Quel rôle le Web3 peut-il jouer dans cette économie façonnée par l’intelligence artificielle ? Comment prévenir les risques liés à cet ensemble de technologies ? C’est à ces questions que Karen Jouve, CEO de l’entreprise Doors3, a tenté de répondre lors du salon Trustech qui s’est déroulé à Paris début décembre 2024.

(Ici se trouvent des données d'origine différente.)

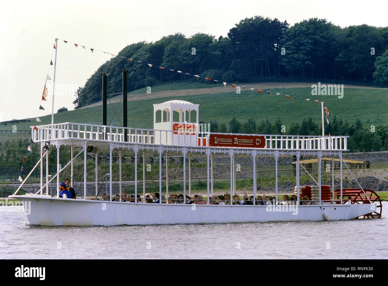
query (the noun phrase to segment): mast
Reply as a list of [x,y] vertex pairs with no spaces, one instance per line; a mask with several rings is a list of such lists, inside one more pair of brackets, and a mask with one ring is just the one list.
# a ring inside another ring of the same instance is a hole
[[[55,39],[55,61],[54,63],[54,80],[52,85],[52,109],[51,111],[51,125],[54,124],[54,94],[55,90],[55,75],[57,70],[57,53],[58,52],[58,38]],[[52,126],[51,126],[51,134],[52,134]]]

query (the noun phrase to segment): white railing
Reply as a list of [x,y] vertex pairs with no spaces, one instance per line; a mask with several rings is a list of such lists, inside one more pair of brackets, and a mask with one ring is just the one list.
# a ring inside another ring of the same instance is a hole
[[[82,139],[114,142],[126,142],[143,144],[209,146],[211,134],[263,136],[267,150],[323,150],[345,151],[347,136],[298,136],[291,135],[232,134],[205,133],[205,137],[194,135],[175,134],[172,131],[124,128],[72,122],[37,126],[38,130],[31,126],[34,142],[62,139]],[[124,140],[126,131],[126,140]],[[176,133],[176,131],[175,131]],[[220,147],[230,148],[230,147]],[[246,148],[246,147],[245,147]]]

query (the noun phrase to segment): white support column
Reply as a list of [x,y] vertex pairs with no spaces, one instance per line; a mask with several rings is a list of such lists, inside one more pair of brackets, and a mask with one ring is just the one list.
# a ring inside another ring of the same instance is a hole
[[189,195],[191,196],[191,152],[189,155]]
[[253,205],[256,201],[256,189],[257,188],[257,184],[256,180],[256,150],[253,150],[253,154],[252,156],[253,160],[253,171],[252,173],[252,178],[253,180]]
[[[334,199],[334,156],[331,156],[331,194],[333,199]],[[333,203],[334,203],[334,201]]]
[[143,197],[146,196],[146,151],[143,150]]
[[86,141],[83,141],[83,199],[86,200]]
[[236,155],[233,154],[233,195],[236,194]]
[[321,174],[321,158],[322,157],[322,153],[320,151],[318,152],[318,183],[319,185],[319,204],[321,204],[321,192],[322,191],[322,181],[321,181],[320,174]]
[[[86,178],[86,177],[85,177]],[[86,181],[85,181],[86,182]],[[109,193],[112,200],[112,143],[109,144]],[[120,194],[121,196],[121,194]]]
[[[47,184],[47,182],[48,181],[48,150],[47,150],[46,152],[47,153],[46,154],[46,183]],[[71,153],[71,155],[73,155],[73,153]],[[71,159],[72,159],[73,158]],[[71,161],[71,163],[73,164],[73,161]],[[71,179],[73,180],[72,177]],[[51,192],[52,192],[52,190]],[[46,185],[46,194],[48,194],[48,184]]]
[[279,159],[279,151],[276,150],[275,151],[275,204],[277,204],[277,192],[278,192],[278,186],[277,186],[277,160]]
[[[120,171],[121,171],[120,170]],[[120,181],[120,183],[121,182]],[[120,190],[121,192],[121,190]],[[120,193],[121,196],[121,193]],[[162,195],[160,194],[159,199],[162,198]],[[137,202],[137,145],[135,145],[135,202]]]
[[233,196],[233,150],[231,149],[229,151],[229,157],[230,158],[230,202],[231,205],[232,199]]
[[57,197],[59,197],[59,142],[57,141]]
[[208,190],[208,193],[207,193],[207,195],[208,195],[208,204],[209,204],[209,153],[210,153],[210,150],[208,148],[206,150],[206,161],[207,161],[207,164],[208,164],[208,173],[207,173],[207,176],[208,176],[208,187],[207,188],[207,190]]
[[[296,151],[296,201],[298,201],[298,205],[299,205],[299,193],[300,193],[300,168],[299,165],[299,162],[300,160],[300,151]],[[276,181],[277,181],[277,175]]]
[[342,152],[340,151],[340,174],[341,178],[340,180],[340,185],[341,188],[341,204],[342,204]]
[[74,167],[73,166],[73,145],[70,147],[70,159],[71,160],[71,163],[70,163],[70,185],[73,186],[73,177],[74,176]]
[[43,142],[40,143],[40,194],[43,194]]
[[210,173],[211,174],[211,195],[213,195],[213,188],[214,187],[214,181],[213,180],[213,157],[214,155],[214,153],[212,153],[210,155],[210,164],[211,165],[211,169],[210,169]]
[[[183,196],[186,204],[186,147],[183,147]],[[190,197],[190,195],[189,195]]]
[[168,151],[166,151],[166,197],[168,198]]
[[120,162],[119,162],[119,176],[120,177],[120,178],[119,178],[119,180],[120,181],[119,183],[119,184],[120,185],[119,188],[120,188],[120,196],[121,195],[121,193],[123,192],[122,192],[122,187],[123,187],[123,186],[122,186],[122,185],[123,185],[123,184],[122,184],[122,180],[123,179],[122,179],[122,177],[121,176],[121,170],[122,170],[122,165],[121,165],[121,164],[122,164],[121,161],[123,160],[122,158],[123,158],[123,150],[120,150],[120,151],[119,151],[119,160],[120,160]]
[[98,192],[98,152],[96,153],[96,158],[95,161],[95,176],[96,176],[96,180],[95,180],[95,184],[96,184],[96,195],[95,196],[97,197],[97,193]]
[[159,146],[159,203],[162,203],[162,146]]

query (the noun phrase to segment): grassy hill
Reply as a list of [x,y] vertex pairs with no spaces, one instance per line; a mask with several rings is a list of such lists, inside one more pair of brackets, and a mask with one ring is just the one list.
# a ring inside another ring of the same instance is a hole
[[[279,83],[279,86],[293,86],[287,83]],[[270,84],[260,84],[262,89]],[[306,84],[301,85],[306,86]],[[182,90],[177,90],[180,86]],[[329,109],[332,117],[336,115],[338,119],[347,120],[351,124],[359,119],[365,126],[376,125],[388,122],[388,89],[371,88],[365,87],[346,87],[344,96],[339,99],[335,96],[311,95],[310,87],[277,87],[266,89],[271,93],[260,94],[256,91],[242,90],[241,94],[236,94],[235,89],[228,86],[215,87],[201,83],[171,84],[157,86],[152,88],[152,94],[147,94],[146,90],[143,89],[129,94],[128,101],[128,125],[130,127],[152,128],[152,104],[172,99],[180,99],[199,105],[199,120],[205,122],[217,120],[218,123],[228,122],[234,116],[241,122],[250,118],[256,122],[268,119],[274,122],[280,118],[286,128],[294,122],[301,122],[303,118],[311,117],[319,124],[320,122],[320,104],[314,99],[323,101]],[[197,89],[193,89],[194,87]],[[189,91],[190,92],[189,92]],[[277,96],[277,92],[281,94]],[[181,96],[177,96],[181,94]],[[186,94],[188,95],[185,95]],[[287,99],[285,95],[291,96]],[[168,96],[174,95],[175,96]],[[293,96],[299,96],[297,99]],[[111,101],[120,101],[121,96],[111,99]],[[310,101],[304,98],[308,98]],[[100,105],[100,103],[99,103]],[[120,102],[108,103],[107,122],[108,124],[121,126],[122,110]],[[89,124],[101,124],[101,106],[96,105],[92,107],[64,112],[54,115],[55,122],[71,122]],[[40,117],[42,120],[40,124],[48,124],[51,116]],[[18,130],[29,130],[29,126],[34,124],[35,119],[31,122],[16,124]],[[11,130],[12,125],[1,126],[2,130]],[[10,138],[10,134],[0,134],[0,140]],[[12,137],[28,137],[25,134],[12,134]]]

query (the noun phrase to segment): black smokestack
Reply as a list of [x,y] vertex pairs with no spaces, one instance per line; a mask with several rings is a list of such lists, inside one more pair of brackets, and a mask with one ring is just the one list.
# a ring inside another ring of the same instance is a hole
[[[126,78],[128,70],[122,70],[123,71],[123,127],[128,127],[128,117],[127,114],[127,102],[128,98],[126,95]],[[125,129],[124,130],[124,141],[125,142],[128,141],[128,130]]]

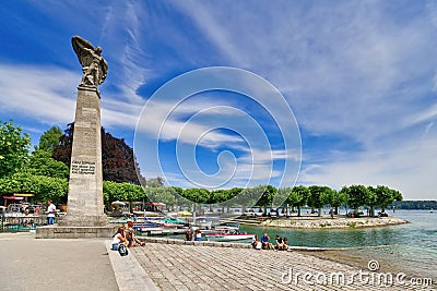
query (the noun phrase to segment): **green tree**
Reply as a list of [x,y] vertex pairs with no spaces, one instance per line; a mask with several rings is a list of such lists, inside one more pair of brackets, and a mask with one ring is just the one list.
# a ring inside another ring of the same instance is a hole
[[194,203],[208,203],[210,201],[210,191],[205,189],[191,187],[184,190],[184,197]]
[[162,187],[164,186],[164,179],[161,177],[149,179],[145,184],[147,187]]
[[[73,145],[74,123],[68,124],[66,133],[59,138],[59,145],[54,149],[52,158],[62,161],[68,167],[71,162],[71,149]],[[123,138],[116,138],[104,128],[102,134],[102,168],[103,180],[118,183],[145,184],[137,162],[133,149]]]
[[264,186],[264,192],[262,193],[260,199],[257,205],[263,207],[263,215],[267,216],[267,207],[272,205],[274,195],[276,195],[277,189],[272,185]]
[[347,187],[347,204],[354,208],[355,215],[358,214],[359,206],[363,206],[367,202],[369,191],[364,185],[351,185]]
[[323,201],[321,199],[321,195],[326,191],[326,186],[312,185],[309,186],[309,198],[308,204],[312,208],[318,209],[318,216],[321,215],[321,207],[323,207]]
[[321,201],[323,205],[329,205],[331,207],[331,218],[334,218],[334,214],[338,214],[338,208],[345,202],[345,196],[340,192],[332,190],[330,187],[324,187],[323,193],[321,194]]
[[394,201],[402,201],[402,194],[388,186],[378,185],[375,192],[378,196],[377,205],[381,207],[382,213],[386,210],[387,205],[392,204]]
[[51,158],[48,150],[35,150],[28,158],[25,171],[34,175],[68,179],[70,171],[66,163]]
[[378,205],[378,193],[375,187],[368,186],[368,194],[367,194],[367,201],[366,205],[370,207],[369,209],[369,216],[374,217],[375,216],[375,206]]
[[286,202],[293,207],[297,207],[297,216],[300,217],[300,208],[307,204],[309,197],[309,190],[304,185],[294,186]]
[[33,193],[35,202],[52,199],[55,204],[66,203],[67,179],[15,173],[0,179],[0,193]]
[[22,169],[27,161],[31,137],[22,133],[13,121],[0,120],[0,178],[11,175]]

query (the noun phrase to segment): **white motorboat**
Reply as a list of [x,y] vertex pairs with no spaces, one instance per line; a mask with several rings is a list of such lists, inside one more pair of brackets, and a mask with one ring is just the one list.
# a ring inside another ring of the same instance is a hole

Trois défis majeurs auxquels l’Internet est confronté pour garantir la confiance numérique
La dirigeante a tout d’abord détaillé les trois enjeux clés auxquels sont confrontés les échanges sur Internet. Le premier, c’est la manipulation, via notamment les deepfakes qui se multiplient grâce à l’IA. « Ces documents – il peut s’agir par exemple de vidéos truquées de personnalités publiques – diffusent de fausses informations qui peuvent nuire à la réputation de personnes ou d’organisations », déclare Karen Jouve. Mais la menace des deepfakes concerne aussi les entreprises. Selon le rapport Financial Census de Medius, 85 % des professionnels estiment que les deepfakes – qui imitent des voix ou visages de manière très réaliste – représentent une menace majeure pour la sécurité financière de leur organisation.
Pour faire face à la prolifération de ces faux contenus, Karen Jouve évoque le recours aux identifiants vérifiables (verifiable credentials en anglais) qui reposent sur une blockchain. Ces certificats standardisés suivent les normes ouvertes du World Wide Web Consortium, et plus précisément du W3C Verifiable Credentials Data Model.

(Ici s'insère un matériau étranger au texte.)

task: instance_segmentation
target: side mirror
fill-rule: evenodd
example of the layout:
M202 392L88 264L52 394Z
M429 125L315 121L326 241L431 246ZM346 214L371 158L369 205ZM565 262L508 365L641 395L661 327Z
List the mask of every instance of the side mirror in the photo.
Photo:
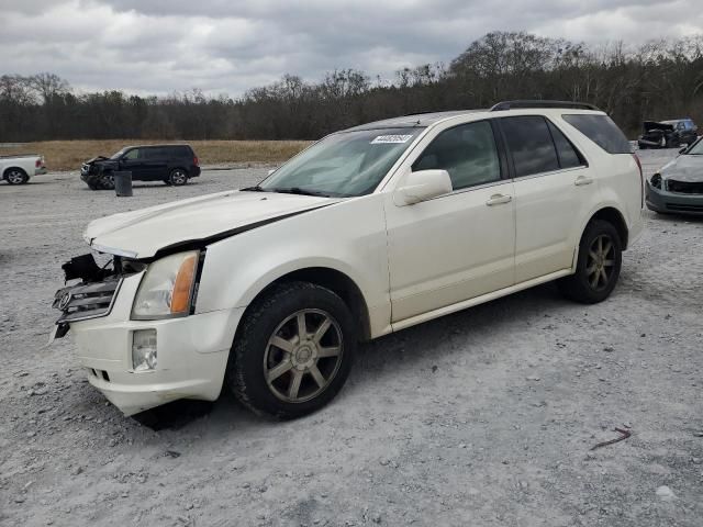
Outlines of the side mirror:
M451 192L451 179L446 170L419 170L410 172L395 191L398 206L412 205Z

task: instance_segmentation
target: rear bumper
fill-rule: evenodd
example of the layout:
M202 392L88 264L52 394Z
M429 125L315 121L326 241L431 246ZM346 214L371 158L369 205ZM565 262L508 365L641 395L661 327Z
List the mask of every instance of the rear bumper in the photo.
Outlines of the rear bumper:
M703 194L680 194L646 186L647 209L668 214L703 215Z

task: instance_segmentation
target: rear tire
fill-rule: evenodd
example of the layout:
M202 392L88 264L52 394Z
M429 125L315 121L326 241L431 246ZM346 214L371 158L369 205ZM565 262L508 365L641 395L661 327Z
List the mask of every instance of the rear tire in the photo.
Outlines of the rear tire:
M30 177L21 168L9 168L4 172L4 179L10 184L24 184L30 180Z
M592 220L581 236L576 273L559 279L557 287L576 302L602 302L615 289L622 264L617 229L610 222Z
M114 176L112 175L112 172L104 172L102 176L100 176L98 184L103 190L114 190Z
M247 310L227 363L227 384L257 414L291 419L339 392L356 351L344 301L308 282L274 285Z

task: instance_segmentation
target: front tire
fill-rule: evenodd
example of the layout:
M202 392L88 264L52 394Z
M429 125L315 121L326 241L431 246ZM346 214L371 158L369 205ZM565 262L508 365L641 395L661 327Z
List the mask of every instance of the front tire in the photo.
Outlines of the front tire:
M4 172L4 179L10 184L24 184L30 180L30 177L21 168L10 168Z
M257 414L291 419L339 392L356 351L344 301L308 282L274 285L250 306L227 363L230 389Z
M622 240L617 229L610 222L593 220L581 236L576 273L558 280L557 287L576 302L602 302L615 289L622 264Z

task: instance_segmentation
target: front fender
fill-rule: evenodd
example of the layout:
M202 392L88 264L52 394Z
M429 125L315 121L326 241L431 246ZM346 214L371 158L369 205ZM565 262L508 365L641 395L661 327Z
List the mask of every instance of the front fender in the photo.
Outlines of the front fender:
M390 324L386 222L378 194L292 216L208 246L196 311L247 306L301 269L327 268L357 285L371 333Z

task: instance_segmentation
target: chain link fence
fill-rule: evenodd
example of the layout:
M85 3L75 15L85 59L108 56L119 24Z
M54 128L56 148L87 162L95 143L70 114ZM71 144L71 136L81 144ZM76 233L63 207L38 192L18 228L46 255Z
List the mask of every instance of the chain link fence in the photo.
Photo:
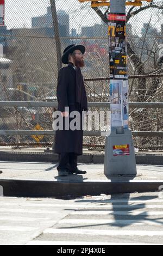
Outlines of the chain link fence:
M162 102L163 1L127 7L130 102ZM78 0L5 0L0 26L0 100L56 101L61 56L71 44L86 47L84 77L90 102L109 95L108 7ZM145 77L145 75L149 76ZM106 108L90 110L106 111ZM0 108L0 129L52 130L51 108ZM162 131L162 108L130 108L133 131ZM52 137L1 136L0 143L53 143ZM135 137L140 149L163 148L162 138ZM104 137L85 137L84 146L104 148Z

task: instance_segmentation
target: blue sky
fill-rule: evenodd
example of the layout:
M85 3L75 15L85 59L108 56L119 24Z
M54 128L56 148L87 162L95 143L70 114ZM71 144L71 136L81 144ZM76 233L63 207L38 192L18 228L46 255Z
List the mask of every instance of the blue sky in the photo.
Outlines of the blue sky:
M155 2L160 3L161 1L155 0ZM90 8L90 2L85 5L78 0L56 0L56 4L58 10L64 9L69 13L70 28L74 28L80 32L82 26L101 23L100 18ZM8 29L31 27L32 17L45 14L47 8L49 5L49 0L5 0L5 25ZM163 23L163 15L161 11L158 15L156 14L155 10L151 9L144 12L143 15L139 15L132 18L131 23L133 27L135 26L135 33L140 34L143 23L149 22L151 16L151 24L160 29L160 24Z

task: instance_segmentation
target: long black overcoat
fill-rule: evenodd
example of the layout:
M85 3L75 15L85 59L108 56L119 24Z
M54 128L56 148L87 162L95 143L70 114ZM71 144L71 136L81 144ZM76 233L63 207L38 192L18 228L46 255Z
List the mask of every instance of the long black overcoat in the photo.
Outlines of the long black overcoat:
M62 68L59 71L57 96L58 101L58 110L65 112L65 107L69 107L70 113L78 111L80 113L82 121L82 109L76 105L76 71L72 65ZM87 100L86 100L87 101ZM63 118L64 121L66 118ZM70 118L70 123L73 118ZM82 127L82 126L81 126ZM59 130L55 132L55 152L56 153L74 153L78 155L83 154L83 130Z

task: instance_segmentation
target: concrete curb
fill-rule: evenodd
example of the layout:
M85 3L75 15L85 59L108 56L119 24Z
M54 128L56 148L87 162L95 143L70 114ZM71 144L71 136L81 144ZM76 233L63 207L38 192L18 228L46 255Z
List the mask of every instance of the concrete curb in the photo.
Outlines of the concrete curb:
M1 151L0 161L58 162L58 155L52 153ZM79 163L104 163L104 154L84 154L78 157ZM163 165L163 155L156 154L136 154L137 164Z
M3 196L25 197L57 197L71 195L98 196L101 193L147 192L159 191L162 181L129 180L65 181L31 180L0 179Z

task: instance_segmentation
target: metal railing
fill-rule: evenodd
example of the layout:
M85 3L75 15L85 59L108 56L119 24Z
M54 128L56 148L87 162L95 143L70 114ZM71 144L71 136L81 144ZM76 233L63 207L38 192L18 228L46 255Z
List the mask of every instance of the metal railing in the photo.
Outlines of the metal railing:
M130 102L129 107L131 108L163 108L163 102ZM57 107L58 102L31 102L31 101L1 101L0 107ZM108 107L109 102L89 102L89 107ZM106 132L101 131L84 131L86 136L103 136ZM11 135L55 135L55 131L33 131L17 130L0 130L0 136ZM134 137L163 137L162 131L133 131Z

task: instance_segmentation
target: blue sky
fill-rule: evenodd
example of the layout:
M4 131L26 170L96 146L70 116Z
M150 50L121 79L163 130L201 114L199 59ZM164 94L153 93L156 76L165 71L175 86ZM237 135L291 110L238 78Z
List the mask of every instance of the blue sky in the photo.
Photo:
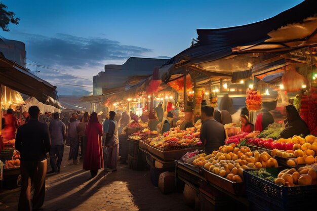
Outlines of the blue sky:
M172 57L190 46L197 28L259 21L302 2L5 0L21 20L0 35L26 44L28 63L91 80L104 64L122 64L130 56ZM89 80L38 70L38 76L53 84L92 87ZM56 85L60 94L92 90Z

Représentant des versions numériques de documents physiques, ils permettent de certifier l’origine et l’intégrité des contenus. Les identifiants vérifiables peuvent notamment contenir des informations telles que des données personnelles (nom, date de naissance, etc.), des qualifications (diplômes, certificats…), des identifiants liés à une organisation (par exemple un employeur) ou des informations techniques (comme le certificat de conformité d’un produit). L’université Paris Dauphine-PSL a ainsi fait appel à Doors3 pour émettre chaque année des NFT certifiant le diplôme obtenu par les étudiants de formation continue dans le cadre du Certificat Blockchain DeFi.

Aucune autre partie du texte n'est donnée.